Re: [OMPI users] Segmentation fault in OpenMPI 1.8.1

2014-08-18 Thread Maxime Boissonneault

Indeed, that makes sense now.

Why isn't OpenMPI attempting to connect with the local loop for same 
node ? This used to work with 1.6.5.


Maxime

Le 2014-08-18 13:11, Ralph Castain a écrit :

Yep, that pinpointed the problem:

[helios-login1:28558] [[63019,1],0] tcp:send_handler CONNECTING
[helios-login1:28558] [[63019,1],0]:tcp:complete_connect called for peer 
[[63019,0],0] on socket 11
[helios-login1:28558] [[63019,1],0]-[[63019,0],0] tcp_peer_complete_connect: 
connection failed: Connection refused (111)
[helios-login1:28558] [[63019,1],0] tcp_peer_close for [[63019,0],0] sd 11 
state CONNECTING
[helios-login1:28558] [[63019,1],0] tcp:lost connection called for peer 
[[63019,0],0]


The apps are trying to connect back to mpirun using the following addresses:

tcp://10.10.1.3,132.219.137.36,10.12.1.3:34237

The initial attempt is here

[helios-login1:28558] [[63019,1],0] orte_tcp_peer_try_connect: attempting to 
connect to proc [[63019,0],0] on 10.10.1.3:34237 - 0 retries

I know there is a failover bug in the 1.8 series, and so if that connection got 
rejected the proc would abort. Should we be using a different network? If so, 
telling us via the oob_tcp_if_include param would be the solution.

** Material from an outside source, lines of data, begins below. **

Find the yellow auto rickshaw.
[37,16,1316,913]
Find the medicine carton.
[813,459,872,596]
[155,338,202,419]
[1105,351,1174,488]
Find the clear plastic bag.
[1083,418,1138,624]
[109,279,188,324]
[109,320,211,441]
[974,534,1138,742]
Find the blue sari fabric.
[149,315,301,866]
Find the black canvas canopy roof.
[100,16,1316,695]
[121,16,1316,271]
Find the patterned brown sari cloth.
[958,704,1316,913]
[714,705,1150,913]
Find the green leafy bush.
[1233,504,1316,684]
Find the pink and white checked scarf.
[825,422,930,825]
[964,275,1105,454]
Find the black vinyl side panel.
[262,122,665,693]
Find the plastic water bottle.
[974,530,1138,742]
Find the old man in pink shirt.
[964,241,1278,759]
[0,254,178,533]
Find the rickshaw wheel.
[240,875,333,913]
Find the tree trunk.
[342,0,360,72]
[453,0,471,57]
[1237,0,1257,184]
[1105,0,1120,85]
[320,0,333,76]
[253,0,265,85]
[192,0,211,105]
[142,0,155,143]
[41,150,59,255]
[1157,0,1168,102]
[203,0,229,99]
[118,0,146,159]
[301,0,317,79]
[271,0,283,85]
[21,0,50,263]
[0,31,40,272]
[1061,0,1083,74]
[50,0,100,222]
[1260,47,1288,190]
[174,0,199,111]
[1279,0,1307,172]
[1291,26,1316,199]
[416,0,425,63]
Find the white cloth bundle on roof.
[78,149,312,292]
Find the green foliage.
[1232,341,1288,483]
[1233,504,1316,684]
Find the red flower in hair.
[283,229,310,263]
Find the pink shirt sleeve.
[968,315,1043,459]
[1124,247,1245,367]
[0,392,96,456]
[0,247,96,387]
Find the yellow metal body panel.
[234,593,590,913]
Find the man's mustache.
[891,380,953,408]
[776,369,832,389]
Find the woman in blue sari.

On Aug 18, 2014, at 10:04 AM, Maxime Boissonneault 
 wrote:


Here it is.

Maxime

Le 2014-08-18 12:59, Ralph Castain a écrit :

Ah...now that showed the problem. To pinpoint it better, please add

-mca oob_base_verbose 10

and I think we'll have it

On Aug 18, 2014, at 9:54 AM, Maxime Boissonneault 
 wrote:


This is all one one node indeed.

Attached is the output of
mpirun -np 4 --mca plm_base_verbose 10 -mca odls_base_verbose 5 -mca 
state_base_verbose 5 -mca errmgr_base_verbose 5  ring_c |& tee 
output_ringc_verbose.txt


Maxime

Le 2014-08-18 12:48, Ralph Castain a écrit :

This is all on one node, yes?

Try adding the following:

-mca odls_base_verbose 5 -mca state_base_verbose 5 -mca errmgr_base_verbose 5

Lot of garbage, but should tell us what is going on.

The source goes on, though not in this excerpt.